Heart and prayers go out to victims
Published 11:49 am Thursday, February 17, 2011
I don’t profess to have answers to every situation in life, but yet I believe I can touch on a subject that many of us have thought about.
Some situations leave such a path of destruction, that it is not easy to walk away and not acknowledge the storm that had occurred or to forget about the broken pieces of peoples lives that lay shattered because of the thoughtless acts of a few.
I agree with many of the points that Keith Porter and Jody Johnson (not myself, but another writer who wrote in) had made and I can understand why they and many others continue to speak out on this situation that happened at the Good Samaritan Society.
I struggle greatly when trying to understand why this had to happen to these beautiful elderly people. Some of the main thoughts that come to mind are based on trying to understand the mind frame of an abuser in situations like this.Whether it is child abuse, elder abuse and neglect or sexual abuse, they all seem to have some of the same elements. The abusers seem to place themselves on a higher level than their victims, and they devalue the victims to the point that they see no worth in them.

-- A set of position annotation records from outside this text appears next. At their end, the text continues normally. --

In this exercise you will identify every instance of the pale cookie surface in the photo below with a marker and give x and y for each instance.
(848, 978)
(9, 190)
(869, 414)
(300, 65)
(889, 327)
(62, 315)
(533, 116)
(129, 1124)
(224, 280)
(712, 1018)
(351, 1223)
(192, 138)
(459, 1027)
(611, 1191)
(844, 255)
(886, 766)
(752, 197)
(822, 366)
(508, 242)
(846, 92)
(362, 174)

So to hurt, neglect or humiliate them brings no more remorse than if they would have stepped on a bug.
The families of these victims have to live with the thought that someone they love very much, that God loves very much, was devalued, hurt and humiliated at the hands of someone who didn’t realize or acknowledge the worth and value of these victims, and I can say from personal experience that it is enough pain to last a lifetime. It does not easily dissipate over time, and time does not fully heal all wounds. Little Band-Aids of attempts at justice doesn’t stop the hemorrhage that flows into the lives of victims and families of victims of abuse and neglect.
Families put their valued loved ones in the hands of people they think they can trust and when abuse and neglect occur, they have to live with that betrayal for the rest of their lives. It is the families that actually end up serving the sentence of remorse and heartache that the ones who abuse and neglect should be serving. The pain the victims feel goes even deeper which makes their life sentence even more unjust. Attempts at justice are aborted until the abusers or neglectful ones have the ability and remorse to actually feel the pain they have caused the victims and their families. Only then can true healing begin for both sides.
My heart and prayers go out to the victims and families of this situation and also to the many families and victims whose perpetrator’s acts of abuse and neglect were never acknowledged and brought to justice.